Do we have a responsibility to change societal narratives about pain?

Pain is a part of life. We all experience it and we all see it.

Empathy is the ability to experience the feelings and states of being of others and replicate them as if you were in their shoes.

I can’t watch others in pain. It gets to me.

Observing someone else’s suffering can activate emotions and bring about a deep sense of distress in some of us. It can feel all too real as if it is happening to us.

When we are watching something real-life then this can really hit home. But what about the way pain is shown in settings that aren’t real like cartoons and films? It is well known that what children watch on TV shapes and models their behaviours.

This is confirmed in a recent study by Noel et al (2020) who looked at the portrayal of pain in children’s popular media. The findings are shocking and demand we take pain education more seriously as children have become desensitised.

They found that children engrossed in popular TV programmes are exposed to up to nine incidents of pain for every hour of TV watched, and this is unrealistically and often violently portrayed.

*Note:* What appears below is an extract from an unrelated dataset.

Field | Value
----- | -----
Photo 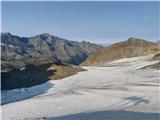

Furthermore, empathy and helping is rarely depicted, and unhelpful gender stereotypes abound.

Children’s TV characters don’t show empathy when they witness pain.

Their analysis looked at 10 family movies from 2009 onwards (Despicable Me 2, The Secret Life of Pets, Toy Story 3 & 4, Incredibles 2, Inside Out, Up, Zootopia, Frozen and Finding Dory), as well as popular kids’ TV programmes (Sofia the First, Shimmer and Shine, Paw Patrol, Octonauts, Peppa Pig, Daniel Tiger’s Neighbourhood).

Image: Peppa Pig

Over these movies and TV series the researchers identified:

  • 454 painful incidents – a mean of 8.66 incidents of pain per hour.
  • Violent pain or injury being the most common type of pain depicted (occurring in over two-thirds of instances – 79%).
  • Boy characters much more likely to experience severe pain in comparison with girl characters (according to facial expressions).
  • Examples of everyday pain (i.e. a character falling over or bumping their knee), being much less common, represented in only 20% of incidents.
  • A general lack of empathy from other characters in responding to pain: 75% of painful instances were seen by others, yet in 41% of cases those witnessing it did not respond or where they did they were generally not empathetic.

The researchers from the Univeristy of Bath and University of Calgary want producers to use their influence to re-think how pain is portrayed in order to better equip young people to cope with common, everyday pain which they are more likely to experience but is often forgotten and misunderstood.

As Hurley-Wallace et al (2019) note, acute and chronic pain are widespread issues in children, can have negative impacts on the quality of life of individuals. Pain matters, it needs to be understood, made visible and children need to tune into what it is to be in pain and different types of pain.

Paediatric pain researcher and health psychologist Dr Abbie Jordan says,

Our assessment is that these programmes could do much more to help children understand pain by modelling it in different ways and crucially by showing more empathy when characters experience pain. That’s important for how children interact with others when one of them experiences pain, such as when a friend might fall over in the playground or when they go to the doctors for routine vaccinations.